Bevin calculated his losses. The hell with both the Jews and the Arabs, he thought. More than either, Britain needed Hong Kong, and three months should be more than sufficient time. Even though most Englishmen knew that the days of empire were over, they wanted England to be the country making the decisions and setting the terms that would free her colonies. Fortunately, it was a myth that Great Britain was economically dependent on places such as Hong Kong and India. She wasn't.
Bevin conceded. "All right, but there are many Jews who do not wish to go to Palestine and instead wish to come to America. These you will take. Also, the opening of Palestine to Jewish immigration must be done in such a way that the Arabs will see your country as pushing and bullying us into doing it and thereby hate the United States and not us. We are dependent on their oil and need their goodwill to make it back economically. You may never be able to get petroleum from the Arabs in the future, however."

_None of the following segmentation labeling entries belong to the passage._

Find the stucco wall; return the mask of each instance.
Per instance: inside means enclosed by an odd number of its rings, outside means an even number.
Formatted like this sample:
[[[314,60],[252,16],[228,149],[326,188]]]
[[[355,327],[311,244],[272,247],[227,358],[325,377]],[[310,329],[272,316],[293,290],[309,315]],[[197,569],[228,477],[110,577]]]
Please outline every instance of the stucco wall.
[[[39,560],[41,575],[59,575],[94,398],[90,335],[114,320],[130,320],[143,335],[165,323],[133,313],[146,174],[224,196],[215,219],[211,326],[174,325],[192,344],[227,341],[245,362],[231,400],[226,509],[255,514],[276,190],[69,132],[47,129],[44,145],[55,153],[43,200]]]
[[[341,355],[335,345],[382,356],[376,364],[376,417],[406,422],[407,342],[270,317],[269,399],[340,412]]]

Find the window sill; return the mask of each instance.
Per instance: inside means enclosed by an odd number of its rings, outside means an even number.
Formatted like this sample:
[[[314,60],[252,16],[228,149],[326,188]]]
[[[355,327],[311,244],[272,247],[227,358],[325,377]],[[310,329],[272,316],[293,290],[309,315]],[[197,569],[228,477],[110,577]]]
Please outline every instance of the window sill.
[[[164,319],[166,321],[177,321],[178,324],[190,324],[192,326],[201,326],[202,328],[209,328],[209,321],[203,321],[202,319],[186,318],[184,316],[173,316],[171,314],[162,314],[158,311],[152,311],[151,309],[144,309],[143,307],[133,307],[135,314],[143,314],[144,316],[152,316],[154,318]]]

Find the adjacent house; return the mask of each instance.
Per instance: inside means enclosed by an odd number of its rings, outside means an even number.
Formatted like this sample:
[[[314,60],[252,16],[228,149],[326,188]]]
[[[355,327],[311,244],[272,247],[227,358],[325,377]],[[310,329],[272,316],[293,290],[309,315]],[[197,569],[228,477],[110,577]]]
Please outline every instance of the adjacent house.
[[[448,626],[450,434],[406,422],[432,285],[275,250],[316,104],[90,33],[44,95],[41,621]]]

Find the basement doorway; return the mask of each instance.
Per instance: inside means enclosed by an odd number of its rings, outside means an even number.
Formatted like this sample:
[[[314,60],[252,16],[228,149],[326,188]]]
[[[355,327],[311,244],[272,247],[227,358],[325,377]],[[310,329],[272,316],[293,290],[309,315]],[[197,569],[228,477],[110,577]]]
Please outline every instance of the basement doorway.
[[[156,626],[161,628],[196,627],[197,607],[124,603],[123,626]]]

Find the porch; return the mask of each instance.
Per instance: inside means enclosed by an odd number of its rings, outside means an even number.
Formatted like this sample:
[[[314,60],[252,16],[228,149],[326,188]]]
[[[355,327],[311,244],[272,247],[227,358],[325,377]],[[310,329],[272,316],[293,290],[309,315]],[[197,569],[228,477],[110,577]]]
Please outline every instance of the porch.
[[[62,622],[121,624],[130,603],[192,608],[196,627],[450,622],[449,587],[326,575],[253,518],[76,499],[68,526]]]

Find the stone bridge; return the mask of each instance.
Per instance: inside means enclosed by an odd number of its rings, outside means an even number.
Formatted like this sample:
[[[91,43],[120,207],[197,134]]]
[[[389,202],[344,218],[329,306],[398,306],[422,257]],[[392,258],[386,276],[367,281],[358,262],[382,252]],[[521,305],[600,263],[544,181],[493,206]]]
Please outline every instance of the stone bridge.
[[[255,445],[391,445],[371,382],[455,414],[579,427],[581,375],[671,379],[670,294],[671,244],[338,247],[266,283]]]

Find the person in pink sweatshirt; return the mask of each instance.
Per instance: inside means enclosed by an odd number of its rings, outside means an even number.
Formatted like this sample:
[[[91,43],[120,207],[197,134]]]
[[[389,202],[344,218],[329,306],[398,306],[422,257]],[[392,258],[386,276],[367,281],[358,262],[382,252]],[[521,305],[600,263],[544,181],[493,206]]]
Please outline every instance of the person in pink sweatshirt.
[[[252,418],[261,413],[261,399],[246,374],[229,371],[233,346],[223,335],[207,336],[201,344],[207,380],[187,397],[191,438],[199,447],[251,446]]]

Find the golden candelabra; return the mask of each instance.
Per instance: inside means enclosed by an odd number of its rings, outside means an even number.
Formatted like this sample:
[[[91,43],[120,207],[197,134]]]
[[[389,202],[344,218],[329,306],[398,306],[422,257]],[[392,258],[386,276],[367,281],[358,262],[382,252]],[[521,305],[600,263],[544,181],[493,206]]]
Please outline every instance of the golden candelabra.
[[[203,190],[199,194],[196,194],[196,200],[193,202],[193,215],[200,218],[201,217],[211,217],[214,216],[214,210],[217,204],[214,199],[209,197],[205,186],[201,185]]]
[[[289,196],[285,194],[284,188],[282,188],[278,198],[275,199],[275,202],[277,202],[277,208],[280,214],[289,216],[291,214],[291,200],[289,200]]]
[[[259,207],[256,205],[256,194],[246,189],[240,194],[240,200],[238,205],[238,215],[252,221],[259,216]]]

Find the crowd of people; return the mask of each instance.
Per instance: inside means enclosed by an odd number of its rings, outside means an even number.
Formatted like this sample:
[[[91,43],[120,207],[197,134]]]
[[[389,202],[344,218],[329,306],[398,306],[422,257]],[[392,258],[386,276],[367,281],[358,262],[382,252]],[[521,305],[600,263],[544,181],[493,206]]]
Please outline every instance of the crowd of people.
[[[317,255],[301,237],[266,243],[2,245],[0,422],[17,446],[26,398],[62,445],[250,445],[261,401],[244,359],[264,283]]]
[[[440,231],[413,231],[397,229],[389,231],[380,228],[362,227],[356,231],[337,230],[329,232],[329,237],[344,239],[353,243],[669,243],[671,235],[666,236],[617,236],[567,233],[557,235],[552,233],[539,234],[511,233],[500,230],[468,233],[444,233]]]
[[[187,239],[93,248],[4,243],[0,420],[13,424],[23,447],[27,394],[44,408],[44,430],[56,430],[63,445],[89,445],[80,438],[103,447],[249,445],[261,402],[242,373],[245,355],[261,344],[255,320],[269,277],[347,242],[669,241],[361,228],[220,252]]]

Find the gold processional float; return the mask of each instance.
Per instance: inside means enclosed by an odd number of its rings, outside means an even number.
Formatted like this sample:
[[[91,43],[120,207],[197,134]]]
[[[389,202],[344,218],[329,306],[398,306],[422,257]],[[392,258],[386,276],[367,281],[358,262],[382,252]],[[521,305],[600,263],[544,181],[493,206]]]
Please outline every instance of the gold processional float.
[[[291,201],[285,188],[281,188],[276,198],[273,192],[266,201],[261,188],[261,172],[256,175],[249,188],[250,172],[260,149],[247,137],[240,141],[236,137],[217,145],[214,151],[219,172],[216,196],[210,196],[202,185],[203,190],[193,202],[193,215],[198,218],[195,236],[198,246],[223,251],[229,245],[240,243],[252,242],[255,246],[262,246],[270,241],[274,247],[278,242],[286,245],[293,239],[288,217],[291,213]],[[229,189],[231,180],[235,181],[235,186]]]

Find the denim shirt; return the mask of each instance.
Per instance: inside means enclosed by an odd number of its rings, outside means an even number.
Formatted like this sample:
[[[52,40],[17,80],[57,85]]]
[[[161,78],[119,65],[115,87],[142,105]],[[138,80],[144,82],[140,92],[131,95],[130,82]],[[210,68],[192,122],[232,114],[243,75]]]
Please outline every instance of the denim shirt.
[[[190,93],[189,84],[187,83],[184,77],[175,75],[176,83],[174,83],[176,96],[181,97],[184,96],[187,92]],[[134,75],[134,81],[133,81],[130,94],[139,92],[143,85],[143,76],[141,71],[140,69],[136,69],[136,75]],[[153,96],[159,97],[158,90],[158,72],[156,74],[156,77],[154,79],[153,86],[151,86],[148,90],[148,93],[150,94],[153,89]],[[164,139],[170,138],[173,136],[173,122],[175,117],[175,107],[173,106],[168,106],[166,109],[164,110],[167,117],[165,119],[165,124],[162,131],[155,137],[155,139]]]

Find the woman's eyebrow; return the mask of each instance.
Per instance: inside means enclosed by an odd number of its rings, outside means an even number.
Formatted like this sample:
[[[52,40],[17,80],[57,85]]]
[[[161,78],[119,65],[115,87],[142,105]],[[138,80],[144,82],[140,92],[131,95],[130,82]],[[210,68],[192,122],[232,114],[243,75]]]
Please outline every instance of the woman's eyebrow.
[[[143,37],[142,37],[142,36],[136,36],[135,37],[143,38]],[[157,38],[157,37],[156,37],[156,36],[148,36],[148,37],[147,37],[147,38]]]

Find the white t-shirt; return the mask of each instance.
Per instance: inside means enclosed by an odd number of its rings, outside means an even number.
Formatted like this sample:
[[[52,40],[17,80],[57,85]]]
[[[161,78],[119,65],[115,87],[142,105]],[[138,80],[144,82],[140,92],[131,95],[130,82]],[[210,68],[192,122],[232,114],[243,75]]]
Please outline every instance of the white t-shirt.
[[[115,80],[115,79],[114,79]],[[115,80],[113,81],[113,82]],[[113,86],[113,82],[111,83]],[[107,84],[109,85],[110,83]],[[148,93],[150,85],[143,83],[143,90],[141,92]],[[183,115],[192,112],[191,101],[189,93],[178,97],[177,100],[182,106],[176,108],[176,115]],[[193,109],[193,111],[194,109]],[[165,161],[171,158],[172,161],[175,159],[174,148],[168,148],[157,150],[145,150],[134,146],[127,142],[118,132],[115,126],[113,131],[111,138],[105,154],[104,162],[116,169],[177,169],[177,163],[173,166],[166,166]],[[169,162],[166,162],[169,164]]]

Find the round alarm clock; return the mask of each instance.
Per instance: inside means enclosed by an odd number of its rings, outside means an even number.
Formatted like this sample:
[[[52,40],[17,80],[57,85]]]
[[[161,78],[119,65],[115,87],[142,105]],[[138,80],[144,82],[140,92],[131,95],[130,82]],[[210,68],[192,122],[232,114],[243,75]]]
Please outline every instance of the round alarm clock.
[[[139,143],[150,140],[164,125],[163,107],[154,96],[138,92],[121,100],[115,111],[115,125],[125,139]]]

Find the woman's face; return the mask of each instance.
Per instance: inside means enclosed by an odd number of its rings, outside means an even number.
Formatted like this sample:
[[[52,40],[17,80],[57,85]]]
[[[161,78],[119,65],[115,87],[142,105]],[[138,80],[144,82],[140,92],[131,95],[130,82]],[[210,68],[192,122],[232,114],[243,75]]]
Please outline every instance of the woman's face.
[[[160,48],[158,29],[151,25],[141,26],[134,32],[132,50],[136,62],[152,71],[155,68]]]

"That's acceptable," Truman said. In the world of politics, forever never occurred. Regardless of the rhetoric and the passion, today's enemies could easily become tomorrow's allies and vice versa. "The Arabs can keep their damned oil. We have more than enough for our needs."
Chapter 55
The commander of 528th's 1st Battalion, Maj. Jimmy Lee Redwald, was a little too flamboyant in his dress and mannerisms for Brig. Gen. John Monck's personal taste. Redwald casually ignored the unwritten prohibition on looking too much like an officer while in a combat area. His fatigues were always clean and pressed, and his boots shined. Since Redwald didn't have the rank to have anyone available as a valet, Monck presumed that the major did the laundry and spit-shining himself. Monck could think of several better ways to spend an evening.
Redwald also kept his major's insignia on the front of his helmet, although he did not use the shiny brass that would have drawn sniper fire from all across Japan. The major was infatuated with what he'd heard and read about the hard-driving George Patton in Europe. On occasion, Monck had reminded Redwald that Patton operated farther behind the front lines than a mere major did and was less likely to draw enemy fire. That little fact did not appear to impress the lanky Oklahoman.
On the positive side, Major Redwald's battalion was well run and the men seemed to respect their commander while tolerating his attempt at being colorful with quiet amusement. On balance, there were a lot worse officers and not that many better.
What the hell, Monck thought as he, Parker, Redwald, and Monck's driver drove toward Redwald's command post with their guard vehicles ahead and behind them. If being a show-off works for Redwald, who cares. "Jimmy Lee, who's this boy you're putting up for the Medal?"
"Didn't you get my report, General?"
"Of course I did and it reads quite well. But they all do, don't they? I know what it says, but what does it mean? Did he really dive on that grenade to save others, or was it some kind of fluke? As much as I'd like to have a Medal of Honor awarded to one of my men, the Medal's a precious thing and I want to know what's right before I endorse the report and send it on to division."
Monck's endorsement was but one of many steps before a Medal of Honor could be awarded to the dead medic, while a lack of an approval would kill it.